Estelle Gaynor had also been a brutal daylight kill. Impossible, but it had happened in this place of Social Register old money and new-wealth rock stars. Pearl Whitman, the third victim, had broken the pattern by dying in low-rent environs. Why? And what had the old man seen that she was missing? Pearl Whitman was a tantalizing snag because she had left no heirs. The old SEC connection to Edith Candle, the woman who lived in Charles's building, was also nagging at her. Perhaps it was the scarcity of information on Candle that made her suspicious. This woman knew how to keep her private business underground.
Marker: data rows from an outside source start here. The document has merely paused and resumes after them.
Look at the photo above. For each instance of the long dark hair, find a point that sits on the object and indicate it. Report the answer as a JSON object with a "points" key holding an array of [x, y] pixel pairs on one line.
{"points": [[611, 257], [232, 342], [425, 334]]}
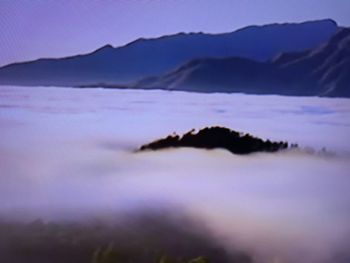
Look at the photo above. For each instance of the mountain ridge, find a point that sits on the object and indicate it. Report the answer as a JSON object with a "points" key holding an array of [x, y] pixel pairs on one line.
{"points": [[323, 71], [147, 57]]}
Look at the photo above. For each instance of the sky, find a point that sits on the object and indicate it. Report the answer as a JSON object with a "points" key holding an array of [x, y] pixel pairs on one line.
{"points": [[36, 29]]}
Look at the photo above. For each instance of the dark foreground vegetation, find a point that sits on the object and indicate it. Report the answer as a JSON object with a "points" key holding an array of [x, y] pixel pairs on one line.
{"points": [[218, 137], [146, 238]]}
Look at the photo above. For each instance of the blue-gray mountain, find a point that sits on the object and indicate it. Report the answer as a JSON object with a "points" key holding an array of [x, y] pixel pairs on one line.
{"points": [[147, 57], [322, 71]]}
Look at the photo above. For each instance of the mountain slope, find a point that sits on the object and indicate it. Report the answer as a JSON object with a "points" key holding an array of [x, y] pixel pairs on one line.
{"points": [[145, 57], [323, 71]]}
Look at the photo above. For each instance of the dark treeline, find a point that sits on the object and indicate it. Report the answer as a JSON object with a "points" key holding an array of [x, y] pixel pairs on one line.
{"points": [[218, 137], [144, 238]]}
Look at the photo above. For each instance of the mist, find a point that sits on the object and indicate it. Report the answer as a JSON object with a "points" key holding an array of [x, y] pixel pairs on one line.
{"points": [[69, 154]]}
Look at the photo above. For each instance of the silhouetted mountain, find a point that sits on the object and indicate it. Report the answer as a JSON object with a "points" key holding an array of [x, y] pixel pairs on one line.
{"points": [[147, 57], [323, 71], [218, 137]]}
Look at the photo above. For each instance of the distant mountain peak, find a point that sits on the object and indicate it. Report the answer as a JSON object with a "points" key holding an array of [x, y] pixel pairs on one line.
{"points": [[104, 48]]}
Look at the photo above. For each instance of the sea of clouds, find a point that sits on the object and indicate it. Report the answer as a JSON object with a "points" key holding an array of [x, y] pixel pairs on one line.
{"points": [[70, 153]]}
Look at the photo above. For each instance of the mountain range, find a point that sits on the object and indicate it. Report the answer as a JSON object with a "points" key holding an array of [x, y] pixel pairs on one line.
{"points": [[322, 71], [310, 58]]}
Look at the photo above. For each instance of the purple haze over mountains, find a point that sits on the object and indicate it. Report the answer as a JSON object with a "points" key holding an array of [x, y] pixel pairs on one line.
{"points": [[31, 30]]}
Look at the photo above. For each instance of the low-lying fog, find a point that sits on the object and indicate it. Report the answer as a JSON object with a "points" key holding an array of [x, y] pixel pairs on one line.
{"points": [[68, 153]]}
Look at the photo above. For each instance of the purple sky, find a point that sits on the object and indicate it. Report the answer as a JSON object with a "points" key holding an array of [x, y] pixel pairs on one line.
{"points": [[34, 29]]}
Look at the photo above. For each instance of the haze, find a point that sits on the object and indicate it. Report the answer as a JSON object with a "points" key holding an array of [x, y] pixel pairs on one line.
{"points": [[36, 29]]}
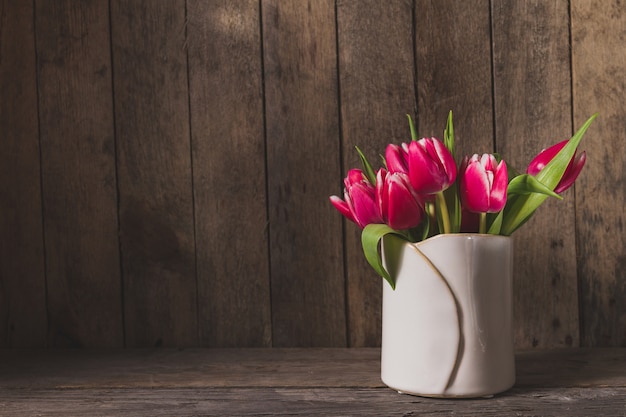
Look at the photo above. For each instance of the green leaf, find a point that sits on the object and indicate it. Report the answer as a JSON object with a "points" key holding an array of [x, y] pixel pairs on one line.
{"points": [[412, 127], [520, 211], [496, 224], [527, 184], [367, 167], [370, 239]]}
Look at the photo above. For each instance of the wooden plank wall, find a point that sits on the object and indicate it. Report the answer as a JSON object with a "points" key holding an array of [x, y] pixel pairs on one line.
{"points": [[165, 166]]}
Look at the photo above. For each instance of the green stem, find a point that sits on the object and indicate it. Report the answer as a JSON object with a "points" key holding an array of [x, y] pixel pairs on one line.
{"points": [[482, 226], [445, 216]]}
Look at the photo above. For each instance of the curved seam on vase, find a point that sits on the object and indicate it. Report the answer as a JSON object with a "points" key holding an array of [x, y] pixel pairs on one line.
{"points": [[459, 352]]}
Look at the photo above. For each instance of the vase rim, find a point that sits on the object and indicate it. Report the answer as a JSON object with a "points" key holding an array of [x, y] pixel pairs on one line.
{"points": [[468, 236]]}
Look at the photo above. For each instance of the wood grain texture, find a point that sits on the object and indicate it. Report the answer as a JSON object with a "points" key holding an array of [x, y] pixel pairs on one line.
{"points": [[226, 96], [361, 402], [32, 369], [599, 69], [532, 98], [22, 275], [453, 57], [374, 102], [155, 176], [78, 171], [300, 63], [224, 382]]}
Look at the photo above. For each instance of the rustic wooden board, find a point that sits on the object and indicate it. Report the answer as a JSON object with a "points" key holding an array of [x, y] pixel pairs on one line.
{"points": [[532, 96], [154, 166], [561, 382], [226, 98], [303, 159], [374, 101], [453, 57], [609, 402], [599, 69], [78, 174], [277, 367], [22, 282]]}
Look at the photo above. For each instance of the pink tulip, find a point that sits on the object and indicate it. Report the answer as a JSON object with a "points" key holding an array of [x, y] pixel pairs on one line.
{"points": [[397, 158], [571, 172], [483, 184], [431, 166], [399, 205], [359, 204]]}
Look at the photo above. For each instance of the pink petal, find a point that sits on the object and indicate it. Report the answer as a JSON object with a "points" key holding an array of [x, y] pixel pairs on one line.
{"points": [[497, 197], [342, 207], [404, 211], [475, 188], [396, 158]]}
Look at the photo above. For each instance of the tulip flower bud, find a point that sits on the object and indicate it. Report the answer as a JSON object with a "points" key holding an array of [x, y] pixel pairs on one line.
{"points": [[399, 205], [571, 172], [359, 204], [483, 184], [397, 158], [431, 166]]}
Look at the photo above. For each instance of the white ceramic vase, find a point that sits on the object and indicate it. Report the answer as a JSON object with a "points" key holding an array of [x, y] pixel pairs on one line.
{"points": [[446, 328]]}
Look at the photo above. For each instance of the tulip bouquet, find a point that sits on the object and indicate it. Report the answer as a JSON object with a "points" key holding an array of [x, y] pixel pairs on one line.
{"points": [[421, 190]]}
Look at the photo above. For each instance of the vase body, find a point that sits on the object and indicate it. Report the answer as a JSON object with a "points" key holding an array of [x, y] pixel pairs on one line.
{"points": [[447, 326]]}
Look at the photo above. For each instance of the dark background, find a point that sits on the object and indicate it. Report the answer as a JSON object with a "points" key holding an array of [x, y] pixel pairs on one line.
{"points": [[165, 165]]}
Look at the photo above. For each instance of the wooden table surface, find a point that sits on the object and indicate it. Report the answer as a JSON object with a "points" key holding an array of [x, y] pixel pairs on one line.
{"points": [[299, 382]]}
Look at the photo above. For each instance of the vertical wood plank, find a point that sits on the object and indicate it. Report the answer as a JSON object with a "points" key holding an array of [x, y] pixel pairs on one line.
{"points": [[155, 178], [533, 111], [78, 170], [303, 166], [453, 56], [376, 70], [599, 70], [22, 279], [226, 95]]}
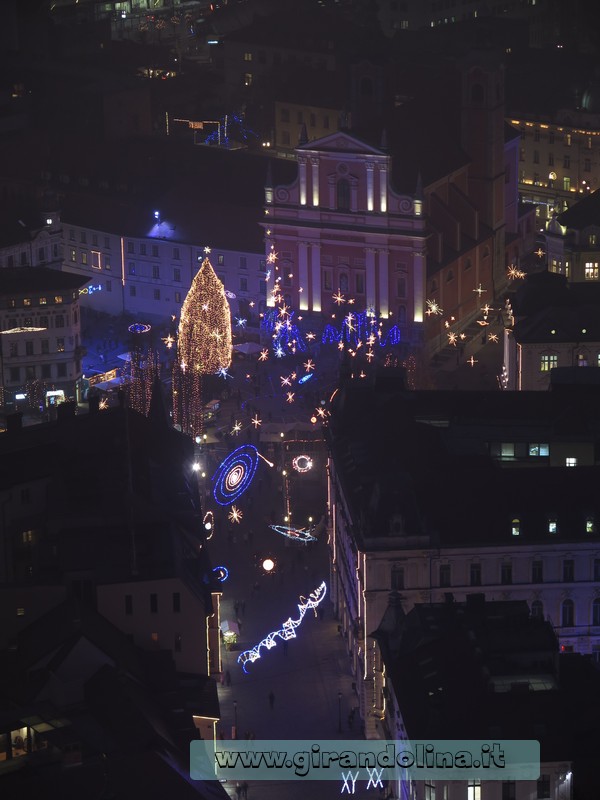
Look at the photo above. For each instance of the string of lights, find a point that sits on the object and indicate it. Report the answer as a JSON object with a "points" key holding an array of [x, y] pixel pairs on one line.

Another cab pulled up to the curb on the adjacent street. The rear windows of the car were blocked by shopping bags and cloth of bright colors and, here and there, a white face and a brown one. The rear doors on both sides of the cab opened, and an endless stream of goods spilled out onto the sidewalk with the cabdriver, a small boy and a Doberman puppy. The shopping bags were every color of the rainbow, and bulged to rips at the paper seams. A flimsy circular table with folded legs leaned against the car. Boxes were being stacked precariously by the driver while the boy grappled with an antique gramophone with a large horn.
What now piled up on the sidewalk was greater than the interior volume of the cab. The magic show went on. The front passenger door opened, and an immense woman stepped out. She was at least six feet tall and simply too wide in the girth to have come out of that cab.